Pêcheurs et humanitaires s’allient pour secourir les migrants en détresse

Le 26 août, 550 personnes, la plupart originaires d’Afrique subsaharienne, ont ainsi été secourues par les pêcheurs et les organisations humanitaires. « Un drame de moins, évité grâce à la solidarité des pêcheurs », souffle Foued Gammoudi, coordinateur régional de Médecins sans frontières (MSF), pour qui l’implication de ces pêcheurs est essentielle dans l’efficacité du travail humanitaire. Depuis le mois d’août, travailleurs de la mer et humanitaires ont appris à collaborer. Après six jours de formation au secourisme organisés par MSF, une centaine de pêcheurs ont mis en place un protocole de sauvetage afin de coordonner leur action avec celle du Bourbon Argos, le bateau hôpital de MSF dépêché dans le port de Zarzis.

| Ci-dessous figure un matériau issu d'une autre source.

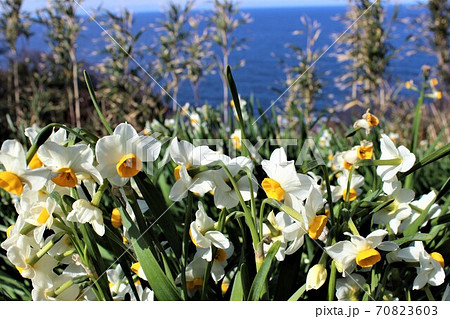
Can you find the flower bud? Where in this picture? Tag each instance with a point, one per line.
(316, 277)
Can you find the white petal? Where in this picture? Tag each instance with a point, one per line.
(180, 152)
(376, 237)
(218, 239)
(408, 158)
(109, 150)
(126, 133)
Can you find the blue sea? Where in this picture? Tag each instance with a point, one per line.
(268, 33)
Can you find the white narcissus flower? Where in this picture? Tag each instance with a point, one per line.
(70, 164)
(16, 177)
(195, 272)
(367, 122)
(311, 223)
(276, 233)
(39, 214)
(224, 193)
(349, 289)
(121, 156)
(144, 294)
(397, 211)
(340, 191)
(359, 251)
(236, 139)
(187, 157)
(44, 290)
(84, 212)
(204, 235)
(314, 223)
(220, 260)
(283, 183)
(388, 152)
(60, 137)
(316, 277)
(434, 211)
(20, 254)
(431, 269)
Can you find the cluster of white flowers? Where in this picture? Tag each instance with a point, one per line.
(36, 244)
(63, 170)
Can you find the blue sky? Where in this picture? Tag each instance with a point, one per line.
(157, 5)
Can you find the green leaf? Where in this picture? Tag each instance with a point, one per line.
(436, 155)
(298, 294)
(237, 293)
(164, 289)
(157, 206)
(261, 276)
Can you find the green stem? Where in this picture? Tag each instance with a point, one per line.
(98, 195)
(329, 195)
(409, 181)
(332, 282)
(352, 227)
(429, 294)
(247, 214)
(185, 244)
(33, 260)
(63, 288)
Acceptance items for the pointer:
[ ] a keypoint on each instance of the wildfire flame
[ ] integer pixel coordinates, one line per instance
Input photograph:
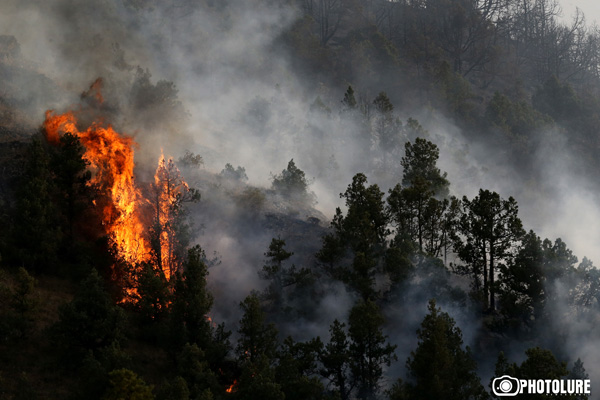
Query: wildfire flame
(111, 158)
(232, 388)
(170, 188)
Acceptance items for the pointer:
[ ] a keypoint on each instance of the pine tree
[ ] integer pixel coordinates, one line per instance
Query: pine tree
(90, 322)
(369, 348)
(439, 368)
(336, 359)
(191, 303)
(492, 228)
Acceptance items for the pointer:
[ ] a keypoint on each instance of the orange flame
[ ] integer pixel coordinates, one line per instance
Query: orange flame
(232, 388)
(111, 158)
(110, 155)
(170, 188)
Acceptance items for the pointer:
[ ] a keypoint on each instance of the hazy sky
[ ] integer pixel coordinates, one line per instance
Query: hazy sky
(591, 9)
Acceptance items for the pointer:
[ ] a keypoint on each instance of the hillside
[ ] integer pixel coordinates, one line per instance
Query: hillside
(299, 199)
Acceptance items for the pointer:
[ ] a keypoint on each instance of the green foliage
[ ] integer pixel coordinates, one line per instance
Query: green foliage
(455, 90)
(191, 303)
(194, 368)
(369, 349)
(420, 167)
(37, 234)
(522, 283)
(191, 160)
(363, 231)
(439, 367)
(520, 120)
(174, 389)
(336, 359)
(292, 184)
(126, 385)
(258, 340)
(386, 128)
(234, 174)
(90, 322)
(349, 100)
(492, 228)
(258, 381)
(153, 295)
(296, 370)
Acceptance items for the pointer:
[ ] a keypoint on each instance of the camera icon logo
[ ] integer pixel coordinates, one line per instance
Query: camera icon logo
(506, 386)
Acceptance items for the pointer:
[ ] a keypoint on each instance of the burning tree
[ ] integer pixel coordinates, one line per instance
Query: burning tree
(122, 205)
(169, 192)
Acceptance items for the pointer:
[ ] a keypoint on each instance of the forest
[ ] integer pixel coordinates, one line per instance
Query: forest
(297, 199)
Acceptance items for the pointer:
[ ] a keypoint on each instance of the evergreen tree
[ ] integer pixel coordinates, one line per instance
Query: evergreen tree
(491, 228)
(296, 370)
(90, 322)
(256, 351)
(192, 303)
(369, 350)
(257, 339)
(522, 283)
(127, 385)
(292, 184)
(387, 128)
(349, 100)
(363, 231)
(36, 233)
(419, 207)
(440, 368)
(336, 359)
(420, 168)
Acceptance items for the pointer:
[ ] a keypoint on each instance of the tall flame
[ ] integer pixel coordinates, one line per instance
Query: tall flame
(111, 158)
(170, 189)
(110, 155)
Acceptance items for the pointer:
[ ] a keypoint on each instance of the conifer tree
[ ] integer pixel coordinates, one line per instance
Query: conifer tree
(439, 368)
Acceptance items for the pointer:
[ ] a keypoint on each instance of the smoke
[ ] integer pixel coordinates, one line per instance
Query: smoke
(236, 99)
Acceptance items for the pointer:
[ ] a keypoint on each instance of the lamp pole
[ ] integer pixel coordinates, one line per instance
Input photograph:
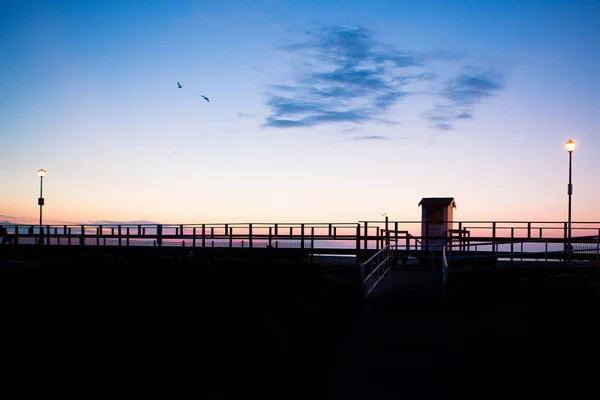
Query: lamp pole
(41, 174)
(570, 147)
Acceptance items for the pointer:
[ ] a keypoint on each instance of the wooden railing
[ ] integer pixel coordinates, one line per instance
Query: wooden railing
(362, 235)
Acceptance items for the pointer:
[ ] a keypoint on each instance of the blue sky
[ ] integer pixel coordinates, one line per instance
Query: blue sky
(319, 111)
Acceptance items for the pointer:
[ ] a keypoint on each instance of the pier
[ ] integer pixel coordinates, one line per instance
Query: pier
(333, 310)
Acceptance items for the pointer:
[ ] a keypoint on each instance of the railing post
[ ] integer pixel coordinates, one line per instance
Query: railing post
(250, 235)
(387, 231)
(270, 236)
(159, 235)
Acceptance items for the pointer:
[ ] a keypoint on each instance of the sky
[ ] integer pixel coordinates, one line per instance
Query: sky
(319, 111)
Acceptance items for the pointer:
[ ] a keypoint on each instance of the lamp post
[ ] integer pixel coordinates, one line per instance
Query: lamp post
(41, 174)
(570, 147)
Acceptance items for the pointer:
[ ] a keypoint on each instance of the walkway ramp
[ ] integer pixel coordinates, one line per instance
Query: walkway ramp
(408, 343)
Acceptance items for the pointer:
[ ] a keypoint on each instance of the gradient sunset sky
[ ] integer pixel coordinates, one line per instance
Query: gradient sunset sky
(333, 111)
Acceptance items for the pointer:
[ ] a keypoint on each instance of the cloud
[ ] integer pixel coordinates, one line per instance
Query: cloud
(461, 93)
(345, 75)
(370, 138)
(109, 222)
(348, 77)
(472, 85)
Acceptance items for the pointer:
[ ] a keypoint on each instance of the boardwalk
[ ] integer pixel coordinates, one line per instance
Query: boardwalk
(408, 344)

Sous peu, l’ONG prévoit de doter une partie de la flotte zarzissie de quelque 4 500 gilets de sauvetage, radeaux de survie et trousses de premiers secours. De sacs mortuaires également, même si, comme le rappelle Foued Gammoudi, « il y a encore beaucoup de réticence concernant la question des corps ». Pour Anis Souei, il ne faut pas en demander trop aux pêcheurs : « On a déjà énormément à faire avec les survivants. De toute façon, un cadavre, ça signifie qu’on est arrivé trop tard. »

Zarzis, au coeur du drame des migrants © J.A.

Zarzis, au coeur du drame des migrants © J.A.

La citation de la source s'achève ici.